The forthcoming article “How Threats of Exclusion Mobilize Palestinian Political Participation“ by Chagai M. Weiss, Alexandra Siegel, and David Romney is summarized by the authors below.
Exclusionary policies target minority citizens around the world. Such policies range widely in severity, from assaults on religious freedom and targeted travel bans to direct threats to citizenship. Past research has explored how such policies affect minorities’ identities as well as their social and economic well-being. But how does the threat of these policies impact minorities’ political behavior and mobilization? In our research, we find that the threat of an exclusionary policy targeting Palestinian citizens of Israel, drove political mobilization on social media, turned out voters, and increased participation in civil society.
Understanding how the threat of exclusionary policies impacts minorities’ political behavior is important because politicians often declare their policy intentions well before exclusionary policies become law. Minority mobilization might therefore prevent those policies from ever becoming reality. But studying the effect of exclusionary policies on minority mobilization is difficult. Governments might promote exclusionary policies for strategic reasons, responding to the increasing visibility or mobilization of a minority group. It is therefore challenging to determine whether minority political mobilization is the cause or an effect of government exclusionary policies.

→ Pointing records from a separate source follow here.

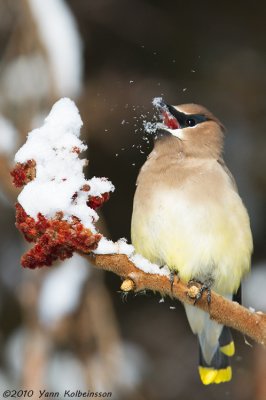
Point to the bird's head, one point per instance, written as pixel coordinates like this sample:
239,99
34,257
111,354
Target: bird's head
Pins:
191,127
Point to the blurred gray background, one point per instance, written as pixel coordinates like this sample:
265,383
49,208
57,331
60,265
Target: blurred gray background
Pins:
66,327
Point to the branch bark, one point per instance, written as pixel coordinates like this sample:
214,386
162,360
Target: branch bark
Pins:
225,312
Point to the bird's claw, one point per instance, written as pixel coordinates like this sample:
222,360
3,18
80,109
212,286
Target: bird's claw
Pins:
206,286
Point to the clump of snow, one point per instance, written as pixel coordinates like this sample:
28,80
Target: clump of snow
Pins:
8,136
61,290
58,32
148,267
55,148
150,127
106,246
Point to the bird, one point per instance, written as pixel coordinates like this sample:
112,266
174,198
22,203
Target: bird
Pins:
188,215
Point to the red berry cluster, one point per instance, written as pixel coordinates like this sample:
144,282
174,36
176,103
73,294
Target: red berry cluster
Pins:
23,173
54,238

In our research, we develop a theory and design that help us answer this question. We argue that being targeted by an exclusionary policy can create or resurface political grievances that increase the propensity of minority communities to mobilize politically. To test our argument, we focus on Donald Trump’s 2020 announcement of a peace plan for the Israeli-Palestinian conflict. A portion of this peace plan proposed transfers of Palestinian residents in specific Israeli towns close to the West Bank (called the “Triangle”) to a future Palestinian state, posing a threat to the citizenship status of the Palestinian Citizens of Israel residing in those towns. We leverage two aspects Trump’s announcement—its timing and its differential potential impact on Palestinian citizens of Israel within and outside of the Triangle area—to identify the effect of this threat on political mobilization. Specifically, we adapt a “difference-in-difference” design, through which we trace patterns of political participation in Triangle and non-Triangle localities before and after Trump’s declaration.

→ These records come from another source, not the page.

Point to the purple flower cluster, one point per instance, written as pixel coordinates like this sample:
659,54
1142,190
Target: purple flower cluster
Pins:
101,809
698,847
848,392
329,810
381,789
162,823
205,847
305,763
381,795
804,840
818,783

Analyzing over 170,000 Facebook posts, voting data from three parliamentary elections, and sign-up data from a social movement, we show that Palestinian citizens of Israel who were confronted with a threat to their citizenship status were more likely to discuss political issues on Facebook, vote in national elections, and join the listserv of a growing Jewish-Arab social movement. These results emphasize that government exclusion can increase minority mobilization. Our results also open a door for future research to examine the conditions under which minority mobilization may inhibit the implementation of exclusionary policies.
About the Authors: Chagai M. Weiss is a Political Science PhD candidate at the University of Wisconsin-Madison, and a Middle East Initiative predoctoral fellow at Harvard Kennedy School. Alexandra Siegel is an Assistant Professor of Political Science at the University of Colorado at Boulder and David Romney is an Assistant Professor of Political Science at Brigham Young University. Their research “How Threats of Exclusion Mobilize Palestinian Political Participation” is now available in Early View and will appear in a forthcoming issue of the American Journal of Political Science.